Traditionally, image retrieval is done using a text-based approach. In the
text-based approach, the user must query metadata or textual information, such as
keywords, tags, or descriptions. The effectiveness and utility of this approach in the
digital realm for solving image retrieval problems are limited. We introduce an
innovative method that relies on visual content for image retrieval. Various visual
aspects of the image, including color, texture, shape, and more, are employed to
identify relevant images. The choice of the most suitable feature significantly
influences the system's performance. Convolutional Neural Network (CNN) is an
important machine learning model. Creating an efficient new CNN model requires
considerable time and computational resources. There are many pre-trained CNN
models that are already trained on large image datasets, such as ImageNet containing
millions of images. We can use these pre-train CNN models by transferring the learned
knowledge to solve our specific content-based image retrieval talk.

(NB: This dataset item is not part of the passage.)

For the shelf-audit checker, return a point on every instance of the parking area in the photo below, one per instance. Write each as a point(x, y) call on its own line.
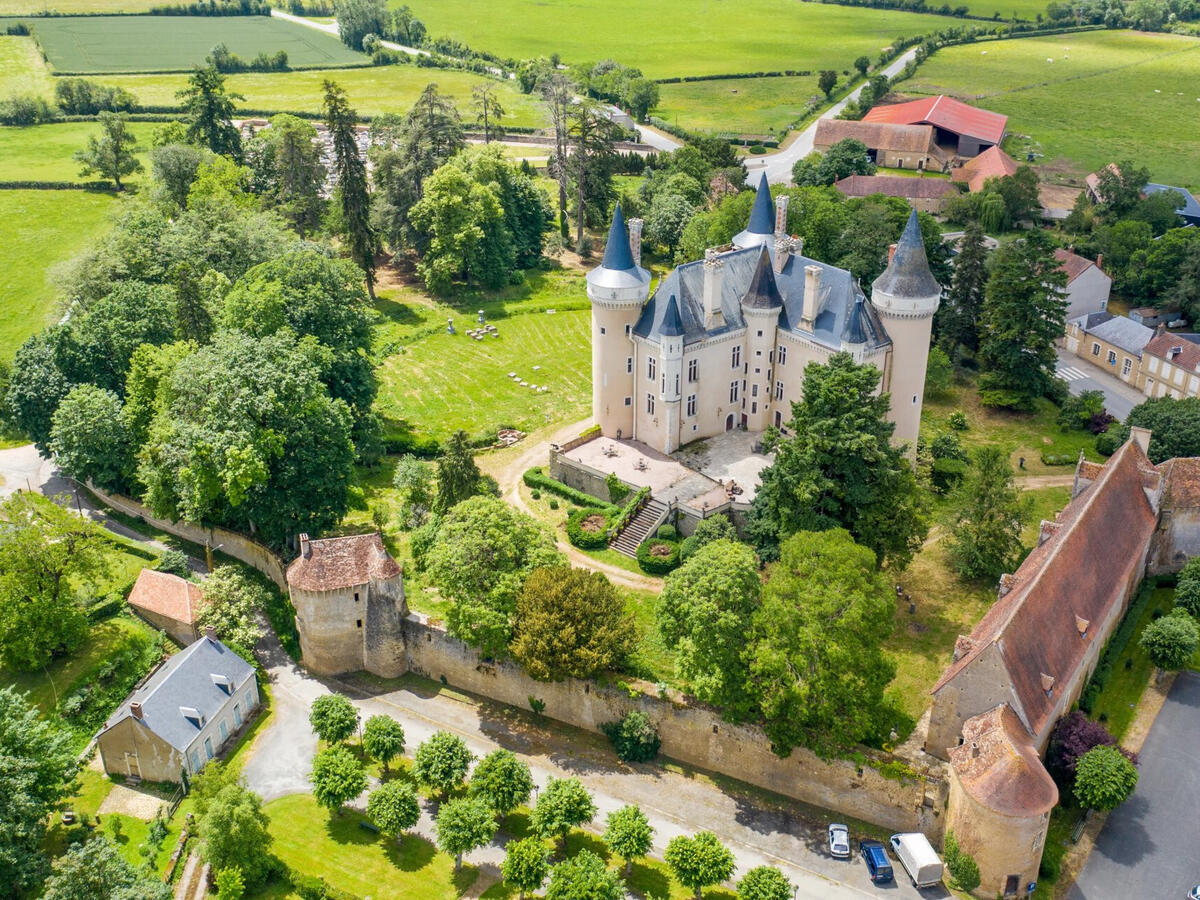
point(1149, 846)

In this chapter, we propose an efficient pre-trained CNN model for content-based
image retrieval (CBIR) named as ResNet model. The experiment was conducted by
applying a pre-trained ResNet model on the Paris 6K and Oxford 5K datasets. The
performance of similar image retrieval has been measured and compared with the stateof-the-art AlexNet model. It is found that the AlexNet architecture takes a longer time
to get more accurate results. The ResNet architecture does not need to fire all neurons
at every epoch. This significantly reduces training time and improves accuracy. In the
ResNet architecture, once the feature is extracted, it will not extract the feature again. It
will try to learn a new feature. To measure its performance, we used the average mean
precision. We obtained the result for Paris6K 92.12% and Oxford5K 84.81%. The
Mean Precision at different ranks, for example, at the first rank in Paris6k, we get
100% result, and for Oxford5k, we get 97.06%.
Keywords: Content-based image retrieval, Convolution neural network architectures, Transfer learning.